Children will grieve too but this might look very different to your own grief. Children will often dip in and out of grief and this might at times be a concern to parents, but it is again very normal. Keep talking as a family, answer any questions as honestly as you can and keep information you share with children factual to reduce feelings of confusion.

Having routines and boundaries are important as these help children feel safe when the world around them may now seem a scarier place to be. Allow them opportunities to share their feelings even if they are different to yours and reassure them whenever you can. Encourage them to speak to someone else they can trust if they do not feel able to talk to you. Allow them a space in which to be creative and to express themselves; for example through drawing or writing down their feelings.

Reaching out and connecting with others

Now, more than ever, having people around that you can trust and relate to is important. Let your friends and family know what you need from them and do not presume they should know - offering a listening ear, a helping hand, time to talk to you about your loved one or a safe space in which for you to offload your feelings might be some of the ways in which they can help.

You may prefer time to yourself rather than the company of others and that’s OK too, but it’s important to find a balance and not to close off completely from those that care about you.

Keeping clear lines of communication open is really important to avoid upset and confusion for all concerned.
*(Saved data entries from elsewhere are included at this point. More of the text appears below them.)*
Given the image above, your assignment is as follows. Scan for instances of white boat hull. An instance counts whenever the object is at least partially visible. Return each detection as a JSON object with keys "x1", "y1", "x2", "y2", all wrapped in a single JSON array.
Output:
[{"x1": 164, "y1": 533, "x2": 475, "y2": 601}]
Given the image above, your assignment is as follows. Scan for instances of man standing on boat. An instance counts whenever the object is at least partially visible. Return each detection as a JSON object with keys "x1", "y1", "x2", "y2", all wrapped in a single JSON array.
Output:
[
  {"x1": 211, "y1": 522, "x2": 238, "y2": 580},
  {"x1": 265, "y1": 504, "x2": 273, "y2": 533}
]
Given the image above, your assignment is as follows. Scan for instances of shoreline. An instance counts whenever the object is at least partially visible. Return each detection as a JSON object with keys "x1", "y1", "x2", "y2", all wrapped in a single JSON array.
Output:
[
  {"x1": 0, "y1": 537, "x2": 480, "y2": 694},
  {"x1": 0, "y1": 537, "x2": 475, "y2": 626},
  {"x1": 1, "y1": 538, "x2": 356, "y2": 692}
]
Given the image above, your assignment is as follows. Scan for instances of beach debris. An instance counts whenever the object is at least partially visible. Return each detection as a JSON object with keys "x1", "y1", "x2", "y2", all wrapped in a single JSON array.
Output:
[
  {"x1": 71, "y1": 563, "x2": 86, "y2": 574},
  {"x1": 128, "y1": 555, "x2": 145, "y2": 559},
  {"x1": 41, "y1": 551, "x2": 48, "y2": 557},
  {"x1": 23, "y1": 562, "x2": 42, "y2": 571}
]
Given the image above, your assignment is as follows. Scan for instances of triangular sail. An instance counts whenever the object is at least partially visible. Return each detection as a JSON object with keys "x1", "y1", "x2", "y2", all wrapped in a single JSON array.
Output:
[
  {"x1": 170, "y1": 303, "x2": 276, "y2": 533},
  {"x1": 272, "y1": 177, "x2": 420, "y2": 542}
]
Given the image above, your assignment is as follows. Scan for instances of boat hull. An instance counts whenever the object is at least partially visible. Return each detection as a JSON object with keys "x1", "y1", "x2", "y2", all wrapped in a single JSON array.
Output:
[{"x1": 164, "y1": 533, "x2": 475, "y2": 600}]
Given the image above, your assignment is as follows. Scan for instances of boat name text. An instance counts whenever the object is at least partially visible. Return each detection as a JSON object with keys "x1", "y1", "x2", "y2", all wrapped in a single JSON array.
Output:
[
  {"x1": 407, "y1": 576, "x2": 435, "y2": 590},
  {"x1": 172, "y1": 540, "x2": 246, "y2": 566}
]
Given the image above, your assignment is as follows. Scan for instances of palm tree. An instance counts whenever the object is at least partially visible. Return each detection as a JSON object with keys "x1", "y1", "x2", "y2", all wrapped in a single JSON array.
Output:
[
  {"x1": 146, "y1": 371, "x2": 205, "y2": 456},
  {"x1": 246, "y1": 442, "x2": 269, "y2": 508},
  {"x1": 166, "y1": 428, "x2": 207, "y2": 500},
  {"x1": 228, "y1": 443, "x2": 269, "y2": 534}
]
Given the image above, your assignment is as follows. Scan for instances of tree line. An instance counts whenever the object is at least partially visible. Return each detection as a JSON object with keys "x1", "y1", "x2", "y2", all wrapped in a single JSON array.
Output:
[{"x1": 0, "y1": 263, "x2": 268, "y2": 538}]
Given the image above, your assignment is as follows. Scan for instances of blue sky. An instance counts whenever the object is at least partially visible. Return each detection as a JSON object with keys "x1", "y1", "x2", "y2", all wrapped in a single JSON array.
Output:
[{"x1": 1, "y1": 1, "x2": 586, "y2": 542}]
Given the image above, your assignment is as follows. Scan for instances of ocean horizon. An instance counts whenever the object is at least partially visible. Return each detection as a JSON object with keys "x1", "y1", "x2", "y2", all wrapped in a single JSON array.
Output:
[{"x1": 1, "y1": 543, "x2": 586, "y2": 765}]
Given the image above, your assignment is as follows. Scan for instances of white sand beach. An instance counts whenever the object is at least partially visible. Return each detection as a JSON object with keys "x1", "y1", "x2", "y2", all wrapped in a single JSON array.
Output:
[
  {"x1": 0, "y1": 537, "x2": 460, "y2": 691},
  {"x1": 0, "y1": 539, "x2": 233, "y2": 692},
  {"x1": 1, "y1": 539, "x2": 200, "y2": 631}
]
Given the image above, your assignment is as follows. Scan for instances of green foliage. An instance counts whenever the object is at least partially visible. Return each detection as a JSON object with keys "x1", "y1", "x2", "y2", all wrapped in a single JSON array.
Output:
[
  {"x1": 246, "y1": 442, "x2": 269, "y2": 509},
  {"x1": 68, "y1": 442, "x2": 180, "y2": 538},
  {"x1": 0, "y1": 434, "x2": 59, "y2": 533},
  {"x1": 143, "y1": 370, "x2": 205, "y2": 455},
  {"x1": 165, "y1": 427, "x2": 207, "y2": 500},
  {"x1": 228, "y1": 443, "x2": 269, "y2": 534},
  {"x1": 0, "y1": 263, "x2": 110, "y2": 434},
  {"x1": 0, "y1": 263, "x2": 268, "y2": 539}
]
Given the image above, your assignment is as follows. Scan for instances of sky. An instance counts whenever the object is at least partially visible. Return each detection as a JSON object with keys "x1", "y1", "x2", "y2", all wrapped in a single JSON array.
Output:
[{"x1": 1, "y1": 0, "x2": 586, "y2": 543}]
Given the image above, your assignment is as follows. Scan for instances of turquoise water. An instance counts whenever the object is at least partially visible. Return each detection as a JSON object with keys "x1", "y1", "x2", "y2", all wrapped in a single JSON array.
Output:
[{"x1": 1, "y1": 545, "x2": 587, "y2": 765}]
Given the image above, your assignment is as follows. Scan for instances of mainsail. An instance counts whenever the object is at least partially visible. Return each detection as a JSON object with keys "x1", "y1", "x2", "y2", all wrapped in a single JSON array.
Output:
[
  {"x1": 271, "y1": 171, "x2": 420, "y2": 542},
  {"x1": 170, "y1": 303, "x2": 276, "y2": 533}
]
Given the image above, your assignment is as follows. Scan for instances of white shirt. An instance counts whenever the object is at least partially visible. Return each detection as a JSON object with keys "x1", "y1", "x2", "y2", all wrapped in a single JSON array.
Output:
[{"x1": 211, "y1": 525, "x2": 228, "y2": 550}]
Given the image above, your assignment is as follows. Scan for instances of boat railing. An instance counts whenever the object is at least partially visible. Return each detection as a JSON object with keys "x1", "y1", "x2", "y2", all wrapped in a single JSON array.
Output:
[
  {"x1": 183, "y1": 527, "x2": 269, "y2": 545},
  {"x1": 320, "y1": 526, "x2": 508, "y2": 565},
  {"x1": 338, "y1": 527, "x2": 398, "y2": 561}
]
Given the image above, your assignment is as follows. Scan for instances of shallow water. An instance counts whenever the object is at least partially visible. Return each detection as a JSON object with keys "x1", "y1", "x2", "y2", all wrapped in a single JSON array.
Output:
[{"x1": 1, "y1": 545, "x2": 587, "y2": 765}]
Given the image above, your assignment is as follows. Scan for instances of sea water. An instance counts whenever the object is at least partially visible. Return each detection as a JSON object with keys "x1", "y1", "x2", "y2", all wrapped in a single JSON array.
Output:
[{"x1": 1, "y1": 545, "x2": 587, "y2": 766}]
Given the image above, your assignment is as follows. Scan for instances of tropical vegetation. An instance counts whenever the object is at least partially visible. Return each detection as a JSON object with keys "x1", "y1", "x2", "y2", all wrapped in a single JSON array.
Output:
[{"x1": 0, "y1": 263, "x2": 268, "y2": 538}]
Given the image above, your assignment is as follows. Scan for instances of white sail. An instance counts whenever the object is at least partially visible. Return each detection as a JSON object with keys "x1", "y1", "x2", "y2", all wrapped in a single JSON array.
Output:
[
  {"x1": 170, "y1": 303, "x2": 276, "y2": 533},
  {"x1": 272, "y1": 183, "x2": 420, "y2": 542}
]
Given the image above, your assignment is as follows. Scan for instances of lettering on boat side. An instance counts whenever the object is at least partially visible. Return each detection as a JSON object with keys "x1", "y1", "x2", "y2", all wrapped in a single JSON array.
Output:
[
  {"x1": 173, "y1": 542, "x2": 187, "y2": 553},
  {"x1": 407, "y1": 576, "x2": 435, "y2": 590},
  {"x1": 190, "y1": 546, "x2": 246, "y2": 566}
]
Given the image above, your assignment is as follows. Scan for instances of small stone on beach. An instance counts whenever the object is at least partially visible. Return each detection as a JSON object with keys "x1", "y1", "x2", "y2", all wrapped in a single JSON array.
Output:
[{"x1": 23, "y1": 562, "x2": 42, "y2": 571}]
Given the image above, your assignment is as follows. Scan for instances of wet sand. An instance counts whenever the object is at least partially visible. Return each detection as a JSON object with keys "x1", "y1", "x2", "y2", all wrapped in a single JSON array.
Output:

For example, if a friend tries to call and you do not feel like talking to them, then a simple text to say “Sorry, I don’t feel like talking today, but can you call me tomorrow” is all you need and sounds clearer than saying “Sorry, I don’t want to talk” or not responding at all, as either of those responses might leave them not knowing when to try contacting you again for fear of getting it wrong.

Cherish your fond memories and accept there may be difficult ones too

When someone you love has died it can be difficult to pause and consider: What made you smile today? What are you grateful for? 

Allow yourself permission to enjoy life alongside all of the wonderful memories you have of your special person. All that you shared and the many memories made are still very much alive.

Some people worry they may forget important things that remind them of their loved one over time. Having a memory box filled with special belongings, writing down your memories with key dates and events, or having photographs around are just a few ways to preserve and treasure them. Let these memories bring comfort to you when times are hard.

As you think about your relationship with your loved one you may also bring to mind areas of hurt or regret. If this happens, give yourself permission to forgive; be that forgiving the person who has died, yourself or someone else. Talking through difficult feelings can sometimes be easier with someone who is not emotionally connected to your bereavement, such as a bereavement counsellor or a friend. They may be able to offer you another perspective or way of thinking as you navigate your way through this difficult and emotionally challenging time.

Managing change

You and your life will have changed following your bereavement, and this in itself can be a challenge and a difficult thing to accept. There may be things related to your bereavement that remain unfinished, make you feel unsettled or stop you from having a sense of closure. If this is the case, it is important to identify what these things are, and to work through them. Having clarity and a clearer perspective on where you are in your grieving process is so important, especially before making any major decisions or changes that could impact on your home, work or social life longer term.

Remember, you're not alone

Grief can feel very isolating at the best of times as the world and the people around you appear to be just ‘getting on’ with life. Please know that there is always someone you can speak to whether that is through your friends and family, GP or the many other organisations that exist to support us all through tough times.